Many in the community do pass away in their early years, and LGBTQ teenagers and young adults face a higher risk of suicide than their peers. Life as a queer individual can be extremely tough, and being queer remains illegal in 76 countries today.

Stories of the prejudice that some LGBTQ folks face daily can be inspirational, and may help others sympathize with their plight. They deserve to be told. In some ways, the participatory nature of video games can even convey the queer community’s hardships in more effective ways than other media.

However, queer stories desperately need more diversity. The arbitrary nature of some of these deaths, like those of Rachel’s and Chloe’s in Life Is Strange, can be immensely frustrating. And these story decisions don’t exist in a vacuum. The death of queer characters is as common as the Wilhelm scream at this point, and often just as distractingly artificial.
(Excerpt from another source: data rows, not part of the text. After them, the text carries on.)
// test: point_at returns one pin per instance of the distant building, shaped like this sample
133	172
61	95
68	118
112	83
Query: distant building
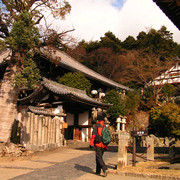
171	76
53	113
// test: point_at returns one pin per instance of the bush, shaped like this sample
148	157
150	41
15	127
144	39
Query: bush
165	120
76	80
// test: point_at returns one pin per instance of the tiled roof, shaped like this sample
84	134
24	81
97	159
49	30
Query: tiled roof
70	63
41	111
76	94
64	91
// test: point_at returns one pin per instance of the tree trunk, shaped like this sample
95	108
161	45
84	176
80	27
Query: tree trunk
8	104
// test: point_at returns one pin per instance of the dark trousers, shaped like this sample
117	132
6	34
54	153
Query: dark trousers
99	160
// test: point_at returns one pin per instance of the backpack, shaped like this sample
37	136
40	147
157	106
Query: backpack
105	138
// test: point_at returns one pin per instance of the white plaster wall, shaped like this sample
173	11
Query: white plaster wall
70	119
83	118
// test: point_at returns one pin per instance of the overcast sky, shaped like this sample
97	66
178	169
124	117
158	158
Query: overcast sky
92	18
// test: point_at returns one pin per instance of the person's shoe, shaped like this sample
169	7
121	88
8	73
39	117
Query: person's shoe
105	173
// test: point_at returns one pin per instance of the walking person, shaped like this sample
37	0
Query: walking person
96	140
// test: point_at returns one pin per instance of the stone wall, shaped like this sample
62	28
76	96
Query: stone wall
40	131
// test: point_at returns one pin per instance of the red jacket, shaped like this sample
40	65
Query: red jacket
97	131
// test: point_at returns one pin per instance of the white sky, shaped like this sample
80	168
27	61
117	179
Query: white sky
91	19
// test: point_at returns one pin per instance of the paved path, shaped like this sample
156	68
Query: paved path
62	164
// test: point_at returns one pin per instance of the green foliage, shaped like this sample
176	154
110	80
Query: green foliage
148	99
118	106
168	90
76	80
132	102
165	120
111	41
30	75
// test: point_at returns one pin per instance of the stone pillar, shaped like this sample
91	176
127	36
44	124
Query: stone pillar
35	130
39	140
32	128
43	129
122	150
57	131
150	148
172	148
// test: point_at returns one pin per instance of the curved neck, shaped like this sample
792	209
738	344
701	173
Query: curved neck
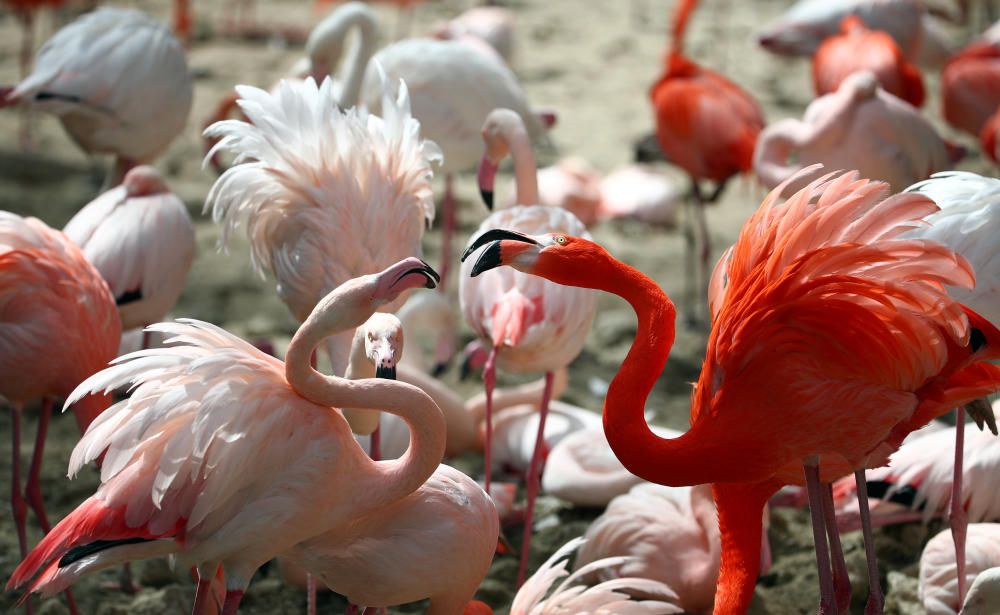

That’s why the announcement of Before The Storm filled me with a mixture of dread and giddiness. As a fan of the original, I was thrilled about learning more about Chloe’s formative years, especially what took place in her life during Max’s absence. I was excited to learn more about the enigmatic Rachel, who had had such an impact on her schoolmates’ lives.

But to play this with the knowledge that they will eventually die makes the experience feel so much more dreadful. It is yet another stark reminder of how queerness will almost always result in violent death or suicide in pop culture.

We want to hear about queer couples who overcame countless fears and obstacles together ... without dying from these difficulties in the end.

We want to hear about transgender characters who are accepted for who they are, as they go on to have meaningful, fulfilling lives … without getting shot by a stray bullet. We want to see games that allow gay men of various shapes and sizes to meet and romance one another … without them convulsing and dying from being overwhelmingly gay.

Perhaps Before The Storm will upend this tired trope unexpectedly, and have Chloe and Rachel transform the very fabric of time and reality to transform their death sentences into something more meaningful. Or perhaps nothing will change. This is a prequel, after all.

But after years of watching fictional queers die unfortunate deaths, I’m hoping that the eventual sequel to Life Is Strange, which is currently in development, will feature stories that showcase explicitly queer characters in more uplifting and hopeful scenarios.

The LGBTQ community needs it, and after decades of being stigmatized I think they deserve it.